Three Presenter Modes are en route: Standout, which puts the speaker in front of the shared content; Reporter, which pops the content above the presenter’s shoulder like a newscast; and Side-by-side, which shows the content in a separate window. Standout will be first to arrive this month, Microsoft said. If they choose, presenters will also be able to prevent their audience from showing themselves on video as a disciplinary tool to prevent disruptions.
Microsoft said that what it’s calling Teams Connect—the ability to construct dedicated channels for those outside your company, like Slack does—is in private preview. Further, Teams is adding full end-to-end encryption for direct 1:1 Teams calls between two people, and invite-only meetings controls, ensuring that only invited guests will be permitted to attend.
Microsoft Teams hardware is en route
In September, Microsoft announced Microsoft Teams-certified intelligent speakers, which would serve as supplementary mics to help identify speakers during a meeting and transcribe what they say. The company identified EPOS and Yealink as partners at launch.

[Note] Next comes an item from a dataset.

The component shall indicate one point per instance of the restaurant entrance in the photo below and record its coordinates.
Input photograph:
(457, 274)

This week, Microsoft will say only that the speakers will be available in private preview later in 2021, capable of identifying up to ten separate people in meetings with the seven-mic array. In some sense, it sounds like an optimistic bet that remote workers will be heading into conference rooms before the year is out.
Likewise, Microsoft is designating some existing hardware as Teams-certified: the $815 Poly Studio P21, a 21-inch monitor that includes a webcam and edge lighting to illuminate your face, as well as the $520 Dell 24 Video Conferencing Monitor with a dedicated Microsoft Teams button. (A $720 27-inch option and a $1,140 34-inch option are also available from Dell.) Two webcams—the $599 4K Poly Studio P15, as well as an upcoming Cam130 by Aver, have received Teams certification. Computerworld reviewed the Poly Studio P15.

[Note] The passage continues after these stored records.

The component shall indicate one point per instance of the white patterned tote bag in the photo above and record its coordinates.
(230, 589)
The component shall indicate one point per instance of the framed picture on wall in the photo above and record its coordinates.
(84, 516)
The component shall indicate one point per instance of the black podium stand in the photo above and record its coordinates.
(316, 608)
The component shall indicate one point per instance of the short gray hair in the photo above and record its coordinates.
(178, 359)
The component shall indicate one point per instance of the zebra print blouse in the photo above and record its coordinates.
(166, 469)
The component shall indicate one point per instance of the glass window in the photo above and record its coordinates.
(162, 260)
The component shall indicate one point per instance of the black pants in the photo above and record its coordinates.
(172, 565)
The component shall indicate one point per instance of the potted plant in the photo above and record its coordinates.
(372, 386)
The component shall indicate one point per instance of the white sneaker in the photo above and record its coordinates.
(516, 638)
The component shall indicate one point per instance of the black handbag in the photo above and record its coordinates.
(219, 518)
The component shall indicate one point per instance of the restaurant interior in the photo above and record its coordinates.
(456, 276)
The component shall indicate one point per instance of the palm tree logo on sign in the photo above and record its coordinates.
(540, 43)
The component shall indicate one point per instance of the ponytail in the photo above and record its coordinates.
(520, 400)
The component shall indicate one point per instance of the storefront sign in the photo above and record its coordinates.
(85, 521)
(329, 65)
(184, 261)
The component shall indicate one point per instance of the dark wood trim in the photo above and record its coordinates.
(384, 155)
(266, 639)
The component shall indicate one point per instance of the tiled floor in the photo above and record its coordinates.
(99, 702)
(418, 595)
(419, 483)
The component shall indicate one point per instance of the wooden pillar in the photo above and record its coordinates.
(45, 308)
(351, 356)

Your company may go passwordless
We all hate changing passwords (especially the need for long, complex passwords) even if we can avoid using them with stored credentials. Microsoft is taking this a step further with Microsoft Azure Active Directory (Azure AD) passwordless sign-ins, which are now generally available.

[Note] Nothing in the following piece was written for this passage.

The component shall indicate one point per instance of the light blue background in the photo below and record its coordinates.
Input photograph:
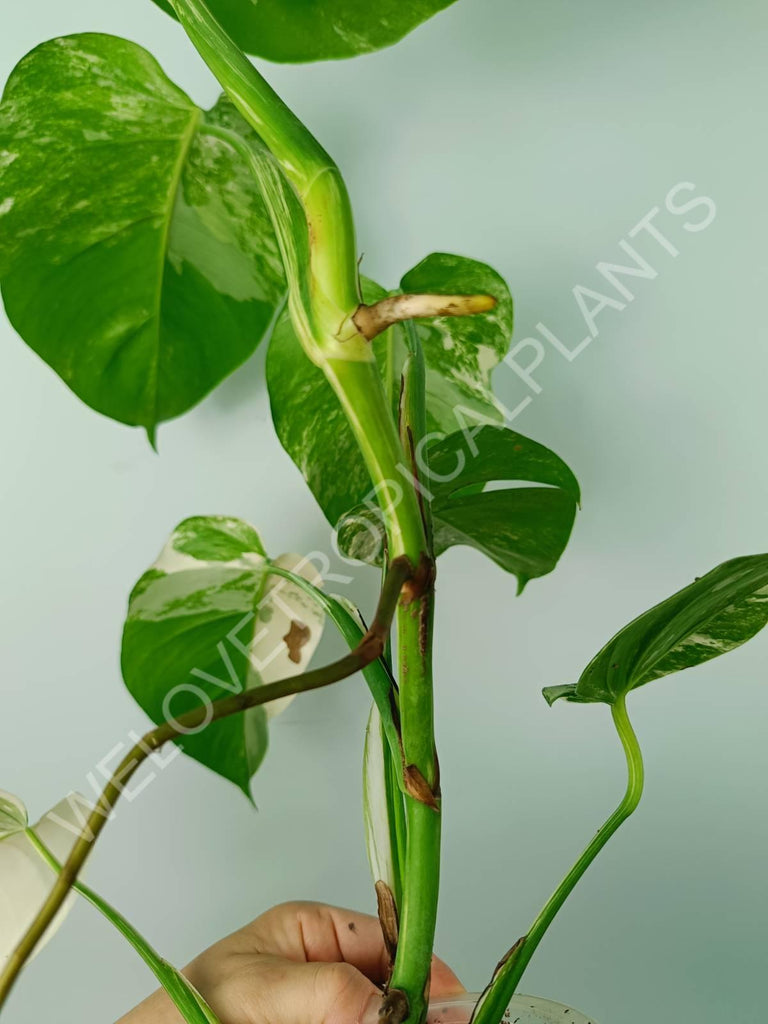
(534, 136)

If you have a company PC with Windows Hello, or a security fob, Microsoft can do away with passwords entirely. (A new Temporary Access Pass app, in preview, can allow recovery of a passwordless credential.)
Updated Outlook, Viva timelines
Microsoft is adding a new “calendar board” view to Outlook, specifically the version designed exclusively for the web. The new board view resembles Outlook’s current view, but it appears to break out the various elements—the monthly calendar view, contacts, and so on—into different “cards” that fill up the available space on the user’s display.
Last month, Microsoft announced Viva, an “employee experience platform” that appears to replace your company’s intranet. Viva Connections, the personalised “front page” feed, will be released this month. Viva Learning, the gateway to online education, is due to be released in public preview in April. That’s when Microsoft will add the ”virtual commute” experience it announced last year.
Microsoft’s mobile VPN
Microsoft Defender for Endpoint for iOS and Android combines Microsoft Tunnel, its VPN app, and Microsoft Defender for Endpoint, which helps protect mobile devices. Microsoft is now combining the two, allowing better security for mobile workers when they remotely access company materials.
Universal Print is here
In March, Microsoft quietly announced Universal Print, Microsoft’s take on the Google Cloud Print service that supported Chromebooks for years. Universal Print replaces an on-premises print server, shifting print management to the cloud and eliminating the need to install printer-specific drivers on a user’s PC.
In July, 2020, Universal Print entered public preview. Now Universal Print is generally available, and supported by printers from Brother, Canon, Epson, HP, Konica Minolta, Lexmark, Toshiba, Ricoh and Xerox.